Supplì are the Roman version of the bigger, and better-known, Sicilian arancini. These crunchy, fried-rice balls traditionally feature meat ragù and, when bitten into, reveal a string of gooey mozzarella. Served in pizzerias and takeaway spots, they make the ideal opener to pizza. Look out for contemporary versions like those made with carbonara or cacio e pepe seasonings.
One of Rome’s most celebrated vegetables, the artichoke is most commonly prepared in one of two ways. Carciofi alla Romana are braised with lemon, wild mint and parsley until meltingly soft while carciofi alla giudia (Jewish style) are twice deep fried (at different temperatures) to create the perfect balance between crispy outer layers and a creamy, soft centre. Both types are in season and at their best during spring.
Coda alla vaccinara
At the enormous slaughterhouse in Testaccio, workers were often paid in otherwise unwanted cuts of offal, known as the quinto quarto, or fifth quarter. As a result, recipes with heart, stomach, lungs and other animal bits feature heavily in Roman cuisine. Though locals favour dishes like trippa alla Romana (tripe stewed with tomato and mint) and rigatoni con la pajata (rigatoni pasta with calf intestines), first-timers may wish to ease themselves in gently with coda alla vaccinara – a comforting oxtail stew made with tomatoes and celery.

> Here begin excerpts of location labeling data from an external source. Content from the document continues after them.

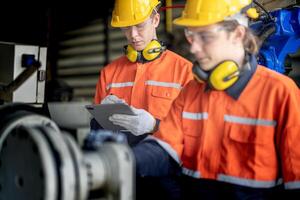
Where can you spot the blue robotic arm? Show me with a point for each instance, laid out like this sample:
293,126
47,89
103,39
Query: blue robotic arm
280,35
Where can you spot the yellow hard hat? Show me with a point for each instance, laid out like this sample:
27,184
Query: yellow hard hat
206,12
132,12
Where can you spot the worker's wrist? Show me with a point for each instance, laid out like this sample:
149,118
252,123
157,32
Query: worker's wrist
155,125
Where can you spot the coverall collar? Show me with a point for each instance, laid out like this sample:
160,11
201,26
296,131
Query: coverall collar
236,89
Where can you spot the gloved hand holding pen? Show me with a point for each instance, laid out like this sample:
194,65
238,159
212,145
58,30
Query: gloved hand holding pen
140,123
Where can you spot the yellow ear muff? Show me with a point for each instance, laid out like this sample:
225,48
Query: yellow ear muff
152,50
131,53
224,75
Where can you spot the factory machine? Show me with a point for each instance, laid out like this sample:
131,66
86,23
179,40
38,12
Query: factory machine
40,161
279,31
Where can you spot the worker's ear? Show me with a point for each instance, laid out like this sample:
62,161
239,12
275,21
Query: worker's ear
238,34
156,20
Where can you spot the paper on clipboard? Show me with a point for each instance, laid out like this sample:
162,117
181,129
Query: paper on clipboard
101,113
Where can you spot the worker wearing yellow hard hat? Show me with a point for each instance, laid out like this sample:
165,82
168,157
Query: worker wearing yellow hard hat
234,131
147,77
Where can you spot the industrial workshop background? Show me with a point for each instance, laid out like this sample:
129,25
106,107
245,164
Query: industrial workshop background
80,42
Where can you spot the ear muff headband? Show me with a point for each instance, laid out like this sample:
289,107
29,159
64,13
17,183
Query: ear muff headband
221,77
151,52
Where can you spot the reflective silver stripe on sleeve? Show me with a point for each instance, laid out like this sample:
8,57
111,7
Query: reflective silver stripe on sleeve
166,147
164,84
195,116
246,182
249,121
191,173
292,185
119,85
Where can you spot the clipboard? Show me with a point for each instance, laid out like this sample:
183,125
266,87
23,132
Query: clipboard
101,113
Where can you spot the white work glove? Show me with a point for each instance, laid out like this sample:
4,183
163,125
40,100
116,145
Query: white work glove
111,99
140,123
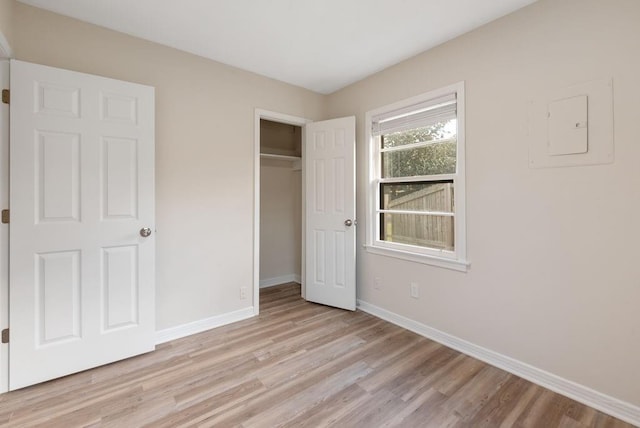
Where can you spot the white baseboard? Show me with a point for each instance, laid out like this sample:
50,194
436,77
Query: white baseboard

Invented by renowned pizza-maker Stefano Callegari in 2008, the trapizzino is a crispy-on-the-outside, fluffy-on-the-inside triangle of pizza bread, which is stuffed with traditional Italian recipes. Choose from meatballs in tomato sauce, chicken cacciatore and eggplant parmesan, among others. There are a number of locations across town so getting your hands on one of these mouth-watering pizza pockets is a cinch.